Through our work with multiple healthcare provider organizations we have asked clinical managers how clinicians know which clinical measures and guidelines apply to them. The answer that we received reflects the overall situation: “They just ought to know”. From the vantage point of the front-line clinician, this statement clearly shows the gap between [the missing] digital enablement and the depth and breadth of knowledge required to deliver high quality treatment.

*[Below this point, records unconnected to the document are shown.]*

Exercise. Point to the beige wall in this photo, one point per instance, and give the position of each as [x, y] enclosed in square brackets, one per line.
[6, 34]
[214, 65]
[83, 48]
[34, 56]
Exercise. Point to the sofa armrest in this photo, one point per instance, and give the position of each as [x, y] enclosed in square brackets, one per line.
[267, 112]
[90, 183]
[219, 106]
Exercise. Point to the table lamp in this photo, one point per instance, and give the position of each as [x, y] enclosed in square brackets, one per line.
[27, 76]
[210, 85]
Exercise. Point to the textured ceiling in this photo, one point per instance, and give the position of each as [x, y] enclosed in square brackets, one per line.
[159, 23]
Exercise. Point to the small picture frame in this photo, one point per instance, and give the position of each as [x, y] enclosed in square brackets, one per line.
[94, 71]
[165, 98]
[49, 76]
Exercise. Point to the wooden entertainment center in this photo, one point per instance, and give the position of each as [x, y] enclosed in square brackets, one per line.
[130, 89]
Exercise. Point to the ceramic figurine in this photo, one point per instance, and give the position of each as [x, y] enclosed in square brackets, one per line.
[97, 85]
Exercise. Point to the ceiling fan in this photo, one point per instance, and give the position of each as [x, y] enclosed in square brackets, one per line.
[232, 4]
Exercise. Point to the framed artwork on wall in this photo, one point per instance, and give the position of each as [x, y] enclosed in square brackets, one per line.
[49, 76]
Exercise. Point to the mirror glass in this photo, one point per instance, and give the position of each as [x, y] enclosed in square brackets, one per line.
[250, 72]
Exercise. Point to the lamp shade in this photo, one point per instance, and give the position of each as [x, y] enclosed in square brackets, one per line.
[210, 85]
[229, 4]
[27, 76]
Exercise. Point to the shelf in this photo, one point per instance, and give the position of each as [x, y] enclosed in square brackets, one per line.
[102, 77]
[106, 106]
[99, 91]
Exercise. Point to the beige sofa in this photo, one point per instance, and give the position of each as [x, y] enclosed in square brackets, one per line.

With SAP Health for Clinical Quality we have started to address these challenges. The solution prototype enables clinicians and management to launch dashboards for the evaluation of electronic clinical quality measures, integrating all required clinical data and provides “smart” guidelines and guidance that apply to a particular case or patient while making the information tailored and relevant to clinicians working in different care settings across the enterprise. The idea fueling this development is that physicians can focus on providing best-in-class care for their patients while ensuring they meet their objectives for their pay-for-performance and reporting programs by offloading the mental overhead of tracking and calculating patient guidelines on the fly from data they read in the patient’s chart. Tight integration into the clinical workflows, allows going beyond merely providing dashboards and enables integrated quality management at the core of the operations by engaging clinicians at the proper point in time. SAP Health for Clinical Quality aims at closing the feedback loop between quality administrators, clinicians, and patients by providing treatment recommendations and relevant data on measure performance within the critical window of opportunity when actions can be taken to make a difference for the patient, improving both the outcomes and the relevant measure scores.
SAP Health for Clinical Quality as an innovative solution offers a great leap ahead compared to unidirectional reporting schemes or dashboards. In its first version, this solution differs from current approaches to measuring and reporting clinical quality by:
- Providing actionable metrics incorporated into clinical workflows
- Enabling real-time feedback loops through visualizing quality metrics at all levels of the organization and facilitating conversations between managers and clinicians
- Adapting to changing requirements by flexibly ingesting new or updated electronic quality measures
Transparency into clinical quality will enable cost savings. An increase in quality, will also lead to higher reputation and financial stability due to an increase in scores for publicly reported quality metrics as well as pay for value contracts.
The journey does not end at this stage: As in other industries, content access and distribution are just as important parts of the overall offering as the tools to manage or consume the content. However, simplifying the entire process and integrating quality measurement into the point of care as a first step will close the quality feedback loop and have direct impact where it matters most: better care for patients with better outcomes.